The results of PTA analysis for gram-negative pathogens are shown in Table 6. Among the gram-negative pathogens used in the analysis, 166 isolates were AmpC beta-lactamase producers (Citrobacter spp., Enterobacter spp., Serratia marcescens), with a MIC90 of 16 mg/liter. Among the non-AmpC-producing, non-Pseudomonas aeruginosa isolates (Escherichia coli, Klebsiella spp., Proteus mirabilis), there were 206 isolates for which the MIC was ≤0.25 mg/liter, and these encompassed more than 90% of the isolates.

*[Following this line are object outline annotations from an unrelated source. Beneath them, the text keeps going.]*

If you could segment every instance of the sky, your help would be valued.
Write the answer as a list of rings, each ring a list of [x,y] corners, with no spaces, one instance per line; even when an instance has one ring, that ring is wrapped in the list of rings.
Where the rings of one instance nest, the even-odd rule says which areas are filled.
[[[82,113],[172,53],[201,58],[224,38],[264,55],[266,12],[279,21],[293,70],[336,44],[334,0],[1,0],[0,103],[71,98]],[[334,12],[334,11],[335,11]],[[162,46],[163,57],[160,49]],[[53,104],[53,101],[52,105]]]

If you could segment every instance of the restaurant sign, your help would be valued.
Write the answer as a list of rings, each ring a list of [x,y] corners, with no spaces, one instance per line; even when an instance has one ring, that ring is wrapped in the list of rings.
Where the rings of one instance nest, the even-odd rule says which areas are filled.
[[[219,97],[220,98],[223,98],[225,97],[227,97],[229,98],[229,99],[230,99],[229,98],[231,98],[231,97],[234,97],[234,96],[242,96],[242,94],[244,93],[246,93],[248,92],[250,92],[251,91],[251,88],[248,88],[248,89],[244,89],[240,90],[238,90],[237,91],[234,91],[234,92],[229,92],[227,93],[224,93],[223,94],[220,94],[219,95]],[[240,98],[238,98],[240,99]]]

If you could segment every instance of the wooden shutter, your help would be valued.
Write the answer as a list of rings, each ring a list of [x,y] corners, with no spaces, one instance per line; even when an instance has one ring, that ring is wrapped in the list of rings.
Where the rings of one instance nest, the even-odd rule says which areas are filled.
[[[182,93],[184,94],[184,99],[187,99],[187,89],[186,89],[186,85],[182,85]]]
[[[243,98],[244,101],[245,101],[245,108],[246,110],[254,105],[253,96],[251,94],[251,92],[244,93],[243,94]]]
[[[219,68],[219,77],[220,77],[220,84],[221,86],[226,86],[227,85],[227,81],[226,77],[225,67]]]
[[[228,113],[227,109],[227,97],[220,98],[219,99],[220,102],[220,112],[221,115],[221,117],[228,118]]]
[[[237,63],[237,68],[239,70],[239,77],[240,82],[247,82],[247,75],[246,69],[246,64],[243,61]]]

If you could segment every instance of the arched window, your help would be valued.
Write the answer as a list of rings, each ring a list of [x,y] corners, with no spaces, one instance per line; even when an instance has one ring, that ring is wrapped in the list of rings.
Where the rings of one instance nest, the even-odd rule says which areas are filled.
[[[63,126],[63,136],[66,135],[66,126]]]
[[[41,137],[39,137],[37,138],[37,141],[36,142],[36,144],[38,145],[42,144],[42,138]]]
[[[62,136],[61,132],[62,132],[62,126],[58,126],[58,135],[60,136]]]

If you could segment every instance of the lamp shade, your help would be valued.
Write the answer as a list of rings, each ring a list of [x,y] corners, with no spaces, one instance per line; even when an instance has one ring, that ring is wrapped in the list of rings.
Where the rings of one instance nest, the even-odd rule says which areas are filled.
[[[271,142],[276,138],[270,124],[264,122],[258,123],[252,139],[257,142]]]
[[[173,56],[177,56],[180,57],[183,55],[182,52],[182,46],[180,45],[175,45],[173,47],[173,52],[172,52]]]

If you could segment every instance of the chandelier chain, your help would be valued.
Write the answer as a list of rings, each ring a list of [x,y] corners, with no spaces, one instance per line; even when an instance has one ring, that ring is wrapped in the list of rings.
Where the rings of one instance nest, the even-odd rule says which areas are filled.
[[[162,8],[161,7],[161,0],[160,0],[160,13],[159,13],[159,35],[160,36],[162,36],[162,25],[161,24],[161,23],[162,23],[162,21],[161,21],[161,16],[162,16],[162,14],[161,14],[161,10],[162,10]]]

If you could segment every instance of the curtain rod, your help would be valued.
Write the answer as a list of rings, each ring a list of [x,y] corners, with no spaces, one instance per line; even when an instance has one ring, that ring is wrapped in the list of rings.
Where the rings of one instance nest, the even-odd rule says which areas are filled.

We also examined a distribution of 407 isolates of Pseudomonas aeruginosa. For this pathogen, the MIC50 was 4.0 mg/liter and the MIC90 was 32 mg/liter. The overall probability that ceftobiprole at 500 mg i.v. q8h would achieve a nearly bactericidal effect (60% fT > MIC) exceeded 90% for non-AmpC-producing gram-negative bacilli. For AmpC-producing gram-negative bacilli, the overall probability that ceftobiprole would achieve a static effect (40% fT > MIC) was 89.8%. The probability that ceftobiprole would achieve a static effect against Pseudomonas aeruginosa was 71.1%.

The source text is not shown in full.